Minutes from the RBA’s May meeting show bank board members are waiting to see what effects recent mortgage rate rises and regulatory clampdowns on lending will have on high housing-related debt levels before deciding on any shift in rates.
The central bank is also expecting only gradual improvement in the jobs market and a similarly sluggish rise in Australia’s low wage growth.
“The board continued to judge that developments in the labour and housing markets warranted careful monitoring,” the minutes noted.
The RBA left the cash rate unchanged at 1.5 per cent at its May meeting, continuing the holding stance it has held since a 0.25 per cent cut in August 2016.
Reaction from economists and the markets was muted, with observers noting little change in the RBA’s language from its quarterly Statement on Monetary Policy, released in early May.
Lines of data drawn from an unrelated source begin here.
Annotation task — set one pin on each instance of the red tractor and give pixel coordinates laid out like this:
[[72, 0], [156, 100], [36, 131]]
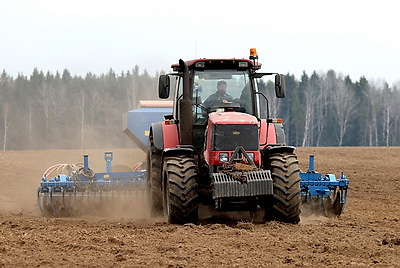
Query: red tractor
[[221, 150]]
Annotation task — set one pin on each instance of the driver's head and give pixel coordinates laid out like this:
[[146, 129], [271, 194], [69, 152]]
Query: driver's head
[[221, 87]]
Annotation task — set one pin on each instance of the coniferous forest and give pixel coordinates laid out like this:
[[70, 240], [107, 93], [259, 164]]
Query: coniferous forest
[[59, 111]]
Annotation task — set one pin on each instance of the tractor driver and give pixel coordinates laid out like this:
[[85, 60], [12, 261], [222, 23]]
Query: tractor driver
[[218, 97]]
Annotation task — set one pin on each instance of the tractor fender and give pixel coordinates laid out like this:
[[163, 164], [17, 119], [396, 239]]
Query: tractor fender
[[280, 133], [187, 151], [277, 149], [164, 135], [156, 133], [274, 149]]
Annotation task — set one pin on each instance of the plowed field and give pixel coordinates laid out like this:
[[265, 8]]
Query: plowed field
[[367, 234]]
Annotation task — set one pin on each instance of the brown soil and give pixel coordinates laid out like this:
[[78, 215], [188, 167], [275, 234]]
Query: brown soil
[[368, 233]]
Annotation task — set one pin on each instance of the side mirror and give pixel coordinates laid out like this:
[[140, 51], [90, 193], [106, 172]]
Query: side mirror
[[163, 86], [280, 86]]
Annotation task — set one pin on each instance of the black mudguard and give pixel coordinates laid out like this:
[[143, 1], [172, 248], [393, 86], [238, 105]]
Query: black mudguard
[[268, 150]]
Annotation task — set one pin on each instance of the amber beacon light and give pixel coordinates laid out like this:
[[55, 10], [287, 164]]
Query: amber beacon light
[[253, 54]]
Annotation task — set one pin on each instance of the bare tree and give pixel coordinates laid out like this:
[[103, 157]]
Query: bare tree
[[344, 104], [5, 110]]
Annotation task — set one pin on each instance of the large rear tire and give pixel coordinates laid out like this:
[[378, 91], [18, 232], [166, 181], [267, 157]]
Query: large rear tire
[[154, 163], [284, 205], [180, 198]]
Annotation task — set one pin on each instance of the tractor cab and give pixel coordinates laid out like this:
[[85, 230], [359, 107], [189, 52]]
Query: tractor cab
[[204, 86]]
Attention was focused on the bank’s mention of the labour and housing markets, with RBC’s head of ANZ strategy Su-Lin Ong saying the RBA had renewed the importance of the state of the jobs market.
“Having dropped an explicit reference to watching the labour market in the statement following the conclusion of the May board meeting, the minutes re-instated the April minutes reference,” Ms Ong said, noting the “careful monitoring” phrase in the final paragraph of the minutes.
NAB economist Tapas Strickland said the RBA remained concerned that any cut to rates to stimulate inflation and jobs could have the negative effect of boosting borrowing for housing and add to already risky household debt levels.
“Today’s minutes suggest the RBA could be willing to re-consider this trade-off should the labour market deteriorate, or housing risks diminish and unemployment remains elevated,” Mr Strickland said.
NAB expects official interest rates to remain on hold in 2017 and 2018, while CBA economist Kristina Clifton said the RBA was expected to keep rates steady “well into 2018”.